Every culture develops special ways for celebrating Christmas. The Christmas crèche, Christmas trees, Christmas carols, and so forth are found in various forms wherever there are Christians. In the Philippines Catholics celebrate the Christmas Novena from December 16 until the Christmas mid-night Mass.
During the novena, church bells ring around 3 a.m. to awaken folks and call them to the Simbang Gabi, or night Mass, at 4:00 a.m.
Churches or chapels are decorated in keeping with the means of the people. Available forms of light—candles or kerosene pressure lanterns in rural areas—illuminate places of worship. Christmas carols and hymns are sung. Priests and ministers vest in white because the Christmas celebration has begun and Advent is over in the eyes of the faithful.
Also called the Misa de Gallo—literally, rooster’s Mass—the celebration of the Christmas Novena is a custom brought by Spanish missionaries and adapted to the life of Filipino people. If you think eight o’clock Mass is too early, try rising for 4:00 a.m. Mass.
Today, the custom may be adapted to a late night vigil Mass—say at 8:30 or 9 p.m.—because urban schedules move in accord with clocks.
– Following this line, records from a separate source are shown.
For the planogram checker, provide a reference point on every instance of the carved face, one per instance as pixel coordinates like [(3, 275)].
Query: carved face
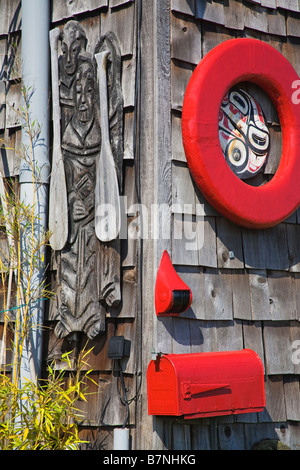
[(73, 42), (244, 136), (85, 92)]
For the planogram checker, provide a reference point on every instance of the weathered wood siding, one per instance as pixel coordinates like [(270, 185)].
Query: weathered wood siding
[(245, 283)]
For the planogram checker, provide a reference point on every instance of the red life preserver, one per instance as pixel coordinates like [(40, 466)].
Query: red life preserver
[(234, 61)]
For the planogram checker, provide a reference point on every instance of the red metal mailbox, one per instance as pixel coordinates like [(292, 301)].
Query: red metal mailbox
[(206, 384)]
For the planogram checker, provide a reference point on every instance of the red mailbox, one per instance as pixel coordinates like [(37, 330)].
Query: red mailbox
[(206, 384)]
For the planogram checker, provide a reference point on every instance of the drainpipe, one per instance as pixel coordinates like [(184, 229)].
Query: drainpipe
[(35, 75)]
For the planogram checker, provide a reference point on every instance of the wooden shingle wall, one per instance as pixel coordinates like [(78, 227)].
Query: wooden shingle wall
[(104, 409), (245, 282)]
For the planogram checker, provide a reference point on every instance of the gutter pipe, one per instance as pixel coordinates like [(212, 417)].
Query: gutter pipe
[(35, 76)]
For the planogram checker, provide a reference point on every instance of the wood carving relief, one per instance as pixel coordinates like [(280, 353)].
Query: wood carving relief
[(88, 267)]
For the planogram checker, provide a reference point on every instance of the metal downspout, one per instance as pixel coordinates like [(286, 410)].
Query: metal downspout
[(35, 77)]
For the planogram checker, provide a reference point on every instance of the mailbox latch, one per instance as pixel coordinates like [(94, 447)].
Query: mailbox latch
[(190, 389)]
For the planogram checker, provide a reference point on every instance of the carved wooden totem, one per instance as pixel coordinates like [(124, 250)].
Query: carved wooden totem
[(88, 268)]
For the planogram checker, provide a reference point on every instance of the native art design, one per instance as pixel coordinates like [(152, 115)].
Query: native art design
[(243, 134), (88, 268)]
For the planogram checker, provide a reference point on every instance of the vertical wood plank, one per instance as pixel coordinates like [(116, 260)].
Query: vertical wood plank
[(259, 292), (218, 294), (229, 245), (241, 298), (278, 348)]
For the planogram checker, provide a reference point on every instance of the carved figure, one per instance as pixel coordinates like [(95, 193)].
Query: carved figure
[(244, 136), (73, 46), (89, 269)]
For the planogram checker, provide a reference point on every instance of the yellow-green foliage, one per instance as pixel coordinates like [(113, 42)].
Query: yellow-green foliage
[(43, 416)]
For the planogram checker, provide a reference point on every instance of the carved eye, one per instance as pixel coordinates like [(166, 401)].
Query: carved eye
[(258, 139), (239, 102), (236, 153)]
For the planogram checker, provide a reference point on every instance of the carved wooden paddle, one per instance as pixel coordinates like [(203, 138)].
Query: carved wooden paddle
[(58, 204), (107, 197)]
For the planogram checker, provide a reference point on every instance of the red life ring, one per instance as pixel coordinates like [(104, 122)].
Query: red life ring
[(234, 61)]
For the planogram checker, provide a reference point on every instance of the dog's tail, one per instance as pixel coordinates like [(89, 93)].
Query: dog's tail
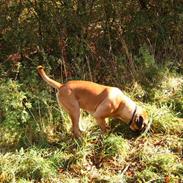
[(50, 81)]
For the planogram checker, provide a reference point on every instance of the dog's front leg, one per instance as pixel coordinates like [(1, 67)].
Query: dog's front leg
[(102, 123), (75, 124)]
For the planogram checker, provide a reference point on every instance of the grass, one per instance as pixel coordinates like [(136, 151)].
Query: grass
[(118, 156)]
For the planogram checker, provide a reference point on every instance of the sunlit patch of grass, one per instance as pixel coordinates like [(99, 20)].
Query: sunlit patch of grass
[(115, 146), (164, 120), (29, 165)]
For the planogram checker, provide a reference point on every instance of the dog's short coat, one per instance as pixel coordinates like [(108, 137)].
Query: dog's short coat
[(99, 100)]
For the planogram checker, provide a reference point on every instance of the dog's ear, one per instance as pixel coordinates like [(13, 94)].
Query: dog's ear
[(139, 122)]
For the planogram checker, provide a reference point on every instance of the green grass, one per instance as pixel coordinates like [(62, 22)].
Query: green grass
[(118, 156)]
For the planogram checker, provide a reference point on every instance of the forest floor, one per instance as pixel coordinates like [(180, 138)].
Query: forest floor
[(116, 157)]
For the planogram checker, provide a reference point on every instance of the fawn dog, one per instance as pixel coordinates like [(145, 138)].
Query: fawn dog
[(99, 100)]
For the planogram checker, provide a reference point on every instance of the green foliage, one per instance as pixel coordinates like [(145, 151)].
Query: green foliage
[(135, 45), (14, 104), (29, 165)]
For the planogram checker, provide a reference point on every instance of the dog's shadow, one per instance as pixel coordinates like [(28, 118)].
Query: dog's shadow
[(122, 129)]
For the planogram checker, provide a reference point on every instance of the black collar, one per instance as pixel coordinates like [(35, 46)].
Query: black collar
[(133, 116)]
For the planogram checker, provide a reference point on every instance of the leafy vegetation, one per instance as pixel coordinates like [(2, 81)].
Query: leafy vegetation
[(134, 45)]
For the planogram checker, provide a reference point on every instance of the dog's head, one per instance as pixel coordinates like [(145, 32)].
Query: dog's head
[(140, 120)]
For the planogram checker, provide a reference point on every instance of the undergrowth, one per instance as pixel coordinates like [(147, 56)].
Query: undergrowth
[(49, 153)]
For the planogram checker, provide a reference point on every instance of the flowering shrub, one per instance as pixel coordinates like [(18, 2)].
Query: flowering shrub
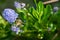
[(10, 15), (35, 23)]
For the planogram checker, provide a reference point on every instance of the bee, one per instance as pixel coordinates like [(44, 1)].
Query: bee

The “real celebration” has to be around 4 a.m. Bottle rockets and aerial bombs might be used to awaken the area’s residents. After Mass, people drink sweet ginger tea called salabat. Traditional foods after Mass are bibingka and puto, types of cakes made from rice, sugar, and coconut milk.
This past Sunday evening (Dec 14) I celebrated the Sunday liturgy with a large Filipino community. Organized by the Filipino Society of Southern Ohio, we celebrated at St. John Neumann Parish in a northern suburb. Here in the Cincinnati area there are many Filipinos. They have adopted the U.S.A. as their new homeland, but they also love to celebrate the Filipino Simbang Gabi on at least one Sunday during Advent, even if it is before the day when the Christmas Novena begins on December 16.
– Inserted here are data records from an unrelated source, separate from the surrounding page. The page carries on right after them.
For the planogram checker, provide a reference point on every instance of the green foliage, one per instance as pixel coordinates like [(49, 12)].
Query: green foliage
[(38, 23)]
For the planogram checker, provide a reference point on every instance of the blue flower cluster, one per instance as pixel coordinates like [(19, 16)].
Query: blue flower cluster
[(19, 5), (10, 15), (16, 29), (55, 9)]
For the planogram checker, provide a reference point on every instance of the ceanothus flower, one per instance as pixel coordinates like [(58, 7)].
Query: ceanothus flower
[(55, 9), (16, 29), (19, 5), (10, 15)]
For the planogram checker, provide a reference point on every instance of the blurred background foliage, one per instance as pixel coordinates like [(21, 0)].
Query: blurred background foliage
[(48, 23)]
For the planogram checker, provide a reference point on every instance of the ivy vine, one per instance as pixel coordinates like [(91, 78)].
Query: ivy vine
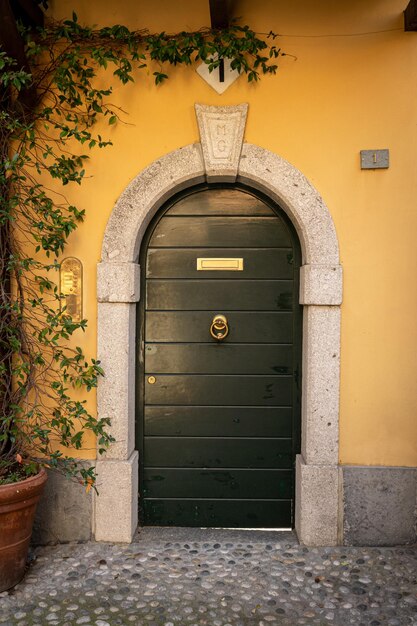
[(44, 114)]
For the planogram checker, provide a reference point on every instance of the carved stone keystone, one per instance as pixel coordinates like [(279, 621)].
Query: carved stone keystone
[(221, 133)]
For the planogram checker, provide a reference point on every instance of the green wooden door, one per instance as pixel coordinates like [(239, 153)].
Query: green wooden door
[(220, 421)]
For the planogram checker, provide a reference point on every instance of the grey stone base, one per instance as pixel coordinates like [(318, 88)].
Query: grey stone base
[(63, 513), (379, 505)]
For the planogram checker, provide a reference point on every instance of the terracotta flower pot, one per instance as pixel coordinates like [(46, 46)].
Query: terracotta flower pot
[(17, 511)]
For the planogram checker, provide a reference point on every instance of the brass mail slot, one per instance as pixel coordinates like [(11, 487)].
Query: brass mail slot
[(230, 265)]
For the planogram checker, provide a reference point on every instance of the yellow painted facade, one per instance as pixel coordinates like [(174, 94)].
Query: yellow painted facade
[(346, 91)]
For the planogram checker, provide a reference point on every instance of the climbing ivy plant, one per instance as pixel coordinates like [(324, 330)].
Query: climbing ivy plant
[(46, 113)]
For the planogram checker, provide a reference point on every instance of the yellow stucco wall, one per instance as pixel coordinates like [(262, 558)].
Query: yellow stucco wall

At this year’s Mass about fifty youngsters (from pre-school to high school) led the entrance procession. All wore formal Filipino garb. They carried Christmas lanterns in the shape of colorful stars assembled by local families for the occasion. The choir sang and led congregational singing of beautiful liturgical music, English and Filipino traditional hymns.
After the Eucharist and a festive meal with homemade Filipino foods, the youngsters performed a variety of Filipino dances and songs which had been carefully rehearsed over the past months. The adult choir and the cultural dances brought great joy to the celebration. Watching the variety of beautifully choreographed performances was a treat for a priest who lived for years in the Philippines.
Praying with this Filipino community was an inspiring liturgical celebration.
I think it embodies what Pope Francis calls “The Joy of the Gospel.”